The project currently supports 14 filesystem tools, 28 git tools, web fetching, web search, and Signal integration for end-to-end encrypted task management. Claude Code integration is working, but still has rough edges.
The Honest Caveat
Provos is transparent about limits. The project’s homepage includes a disclosure that essentially says: if someone claims something is secure, you should mistrust it.
Prompt injection remains unsolved. LLMs drift from instructions over multi-turn conversations even without adversarial input. IronCurtain can’t prevent either. What it can do is contain the blast radius. When the policy engine denies an action, it returns the constitutional reason — a corrective signal that re-anchors the model toward the original intent rather than just blocking the request.
The name comes from the theater, where an iron curtain is a fireproof barrier between the stage and audience. The agent performs on stage. Your files, credentials, and systems are in the audience.
What to Watch
IronCurtain won’t replace OpenClaw’s 200,000-star ecosystem overnight. But the architecture — a single enforcement chokepoint, deterministic policy from natural language, credential separation by design, sandbox isolation as default — addresses the exact gaps making headlines.

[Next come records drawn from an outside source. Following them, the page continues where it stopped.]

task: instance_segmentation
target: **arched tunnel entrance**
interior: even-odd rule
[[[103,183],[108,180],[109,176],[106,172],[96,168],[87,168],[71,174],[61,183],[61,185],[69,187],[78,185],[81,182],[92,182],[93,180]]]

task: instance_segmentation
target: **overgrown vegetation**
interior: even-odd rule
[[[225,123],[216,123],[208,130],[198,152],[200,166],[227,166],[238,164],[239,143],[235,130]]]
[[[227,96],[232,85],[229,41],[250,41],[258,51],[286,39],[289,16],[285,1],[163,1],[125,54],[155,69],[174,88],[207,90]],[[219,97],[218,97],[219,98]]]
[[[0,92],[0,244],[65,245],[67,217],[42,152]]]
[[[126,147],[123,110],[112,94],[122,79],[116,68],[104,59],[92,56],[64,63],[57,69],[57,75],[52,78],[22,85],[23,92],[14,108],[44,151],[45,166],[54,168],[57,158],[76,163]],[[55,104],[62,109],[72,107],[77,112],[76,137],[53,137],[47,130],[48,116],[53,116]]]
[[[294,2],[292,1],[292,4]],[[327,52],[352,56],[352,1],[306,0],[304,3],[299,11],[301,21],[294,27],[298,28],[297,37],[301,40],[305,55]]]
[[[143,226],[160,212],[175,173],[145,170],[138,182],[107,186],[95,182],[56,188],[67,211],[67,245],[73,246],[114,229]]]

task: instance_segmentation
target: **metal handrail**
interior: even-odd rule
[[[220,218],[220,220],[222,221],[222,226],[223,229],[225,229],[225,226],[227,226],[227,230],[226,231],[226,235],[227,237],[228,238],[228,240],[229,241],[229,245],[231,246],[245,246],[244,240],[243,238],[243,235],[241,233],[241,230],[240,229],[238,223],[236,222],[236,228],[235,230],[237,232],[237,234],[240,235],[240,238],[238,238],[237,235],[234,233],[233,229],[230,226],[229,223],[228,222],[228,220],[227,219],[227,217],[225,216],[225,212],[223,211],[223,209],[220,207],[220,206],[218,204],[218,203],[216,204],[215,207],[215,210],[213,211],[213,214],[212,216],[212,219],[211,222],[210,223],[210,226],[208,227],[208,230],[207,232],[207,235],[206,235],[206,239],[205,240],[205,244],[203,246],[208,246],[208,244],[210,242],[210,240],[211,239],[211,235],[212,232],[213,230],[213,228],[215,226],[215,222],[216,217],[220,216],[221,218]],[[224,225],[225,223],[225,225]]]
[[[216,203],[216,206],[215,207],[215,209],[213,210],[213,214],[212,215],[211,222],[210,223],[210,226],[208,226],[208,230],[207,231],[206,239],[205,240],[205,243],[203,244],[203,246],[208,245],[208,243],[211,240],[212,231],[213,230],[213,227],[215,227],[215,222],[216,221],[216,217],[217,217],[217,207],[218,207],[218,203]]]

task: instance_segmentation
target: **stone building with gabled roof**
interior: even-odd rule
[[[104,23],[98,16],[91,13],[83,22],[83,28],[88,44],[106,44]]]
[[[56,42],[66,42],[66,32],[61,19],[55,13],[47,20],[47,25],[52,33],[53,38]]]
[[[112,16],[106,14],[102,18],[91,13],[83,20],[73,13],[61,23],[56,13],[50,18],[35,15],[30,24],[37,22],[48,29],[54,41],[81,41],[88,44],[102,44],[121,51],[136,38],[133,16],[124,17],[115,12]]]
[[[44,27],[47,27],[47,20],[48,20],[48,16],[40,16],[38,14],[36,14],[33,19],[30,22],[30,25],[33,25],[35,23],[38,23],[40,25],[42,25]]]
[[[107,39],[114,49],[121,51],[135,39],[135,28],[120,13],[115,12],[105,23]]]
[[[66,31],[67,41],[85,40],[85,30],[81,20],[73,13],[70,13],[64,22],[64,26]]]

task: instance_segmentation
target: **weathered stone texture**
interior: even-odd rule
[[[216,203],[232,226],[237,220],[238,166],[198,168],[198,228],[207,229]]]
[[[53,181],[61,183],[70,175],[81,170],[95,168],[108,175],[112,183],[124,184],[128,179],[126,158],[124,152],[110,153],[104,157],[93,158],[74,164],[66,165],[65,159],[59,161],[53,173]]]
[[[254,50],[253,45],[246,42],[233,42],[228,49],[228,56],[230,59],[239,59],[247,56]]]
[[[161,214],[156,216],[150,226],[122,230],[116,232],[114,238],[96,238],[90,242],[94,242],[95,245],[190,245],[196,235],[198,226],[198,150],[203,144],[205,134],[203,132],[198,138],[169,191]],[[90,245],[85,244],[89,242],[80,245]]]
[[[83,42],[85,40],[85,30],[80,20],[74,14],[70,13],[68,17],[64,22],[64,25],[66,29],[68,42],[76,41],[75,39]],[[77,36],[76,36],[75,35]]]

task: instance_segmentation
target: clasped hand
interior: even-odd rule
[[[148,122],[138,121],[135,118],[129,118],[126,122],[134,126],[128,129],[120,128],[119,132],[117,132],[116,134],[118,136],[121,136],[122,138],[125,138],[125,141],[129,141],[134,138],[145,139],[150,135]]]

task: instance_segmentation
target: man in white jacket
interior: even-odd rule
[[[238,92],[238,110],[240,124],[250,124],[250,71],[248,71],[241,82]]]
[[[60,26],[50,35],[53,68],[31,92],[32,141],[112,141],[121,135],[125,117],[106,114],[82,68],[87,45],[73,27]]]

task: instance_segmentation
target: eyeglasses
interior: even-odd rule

The question is whether security-first design can deliver high enough utility to compete. Provos is betting that security and usability reinforce each other. If the constitution model works at scale, it could become the standard pattern for constraining AI agents in production — not through permission fatigue, but through policy that’s easy to write, deterministic to enforce, and transparent to audit.
Install with `npx @provos/ironcurtain`. Code at github.com/provos/ironcurtain.